The challenge for this week is to show perspective. I like this photo because it captures both proximity and distance, but also spans time from the colonial graveyard to 21st-century Manhattan outside the cemetery gates.
I took this photo on my iPhone on our first day in New York City. We were jet-lagged and it was hot (or at least, it seemed hot to people used to San Franciscan summer). My daughter dragged her feet and whined about having to visit a cemetery.

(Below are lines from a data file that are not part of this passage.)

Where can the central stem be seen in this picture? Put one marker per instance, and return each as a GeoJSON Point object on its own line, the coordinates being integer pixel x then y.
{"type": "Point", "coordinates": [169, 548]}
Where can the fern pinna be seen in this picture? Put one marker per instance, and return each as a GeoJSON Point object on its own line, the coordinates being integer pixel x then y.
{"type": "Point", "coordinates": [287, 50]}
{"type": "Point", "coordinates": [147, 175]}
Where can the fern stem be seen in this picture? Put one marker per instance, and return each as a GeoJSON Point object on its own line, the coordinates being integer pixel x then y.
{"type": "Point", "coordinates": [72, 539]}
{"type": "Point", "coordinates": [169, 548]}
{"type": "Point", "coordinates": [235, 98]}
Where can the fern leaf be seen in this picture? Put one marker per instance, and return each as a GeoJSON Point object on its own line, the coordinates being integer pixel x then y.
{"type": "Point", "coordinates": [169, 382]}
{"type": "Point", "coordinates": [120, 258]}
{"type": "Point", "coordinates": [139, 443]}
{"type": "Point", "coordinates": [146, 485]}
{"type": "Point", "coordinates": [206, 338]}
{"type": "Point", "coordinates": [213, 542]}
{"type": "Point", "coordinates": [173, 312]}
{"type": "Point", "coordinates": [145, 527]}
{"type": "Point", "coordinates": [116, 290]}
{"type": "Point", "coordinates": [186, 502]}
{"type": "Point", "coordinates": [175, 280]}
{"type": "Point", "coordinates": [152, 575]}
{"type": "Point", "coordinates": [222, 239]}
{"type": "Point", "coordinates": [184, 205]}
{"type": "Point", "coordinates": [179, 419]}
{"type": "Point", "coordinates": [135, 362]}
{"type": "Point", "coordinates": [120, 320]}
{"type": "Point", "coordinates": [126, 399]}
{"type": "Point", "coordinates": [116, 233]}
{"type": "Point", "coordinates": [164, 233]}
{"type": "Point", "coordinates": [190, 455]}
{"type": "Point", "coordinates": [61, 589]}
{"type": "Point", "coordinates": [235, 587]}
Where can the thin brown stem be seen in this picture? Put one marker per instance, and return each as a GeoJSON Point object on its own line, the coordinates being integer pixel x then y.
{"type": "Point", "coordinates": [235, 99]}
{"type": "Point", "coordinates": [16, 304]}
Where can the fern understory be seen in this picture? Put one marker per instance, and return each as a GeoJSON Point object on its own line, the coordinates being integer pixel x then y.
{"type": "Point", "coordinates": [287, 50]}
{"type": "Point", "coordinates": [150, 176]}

Stories always make her perk up and connect to the places we visit, so I told her briefly about the 9/11 attacks. I pointed out the skeleton of the new World Trade Center rising nearby. I told her about the planes and the firemen and the people who died. I told her about the photo I’d seen of this churchyard snowed over with debris fallen from the towers: insulation and financial papers and children’s drawings, things blown out of the offices above. I told her about the rescuers who’d slept in the church while they searched for survivors and the empty t-shirts that hung on the fence when I visited last time, eloquent memorials to the first responders who were lost when the towers fell.
St. Paul’s Churchyard stands as a symbol to me. My feelings are complicated, threaded with horror and sadness, but at the heart, I felt compassion and connection there. The graves are old. They endure. The world swirls around them, but here, in this shaded green place, a traveler found peace. May the world find peace as well.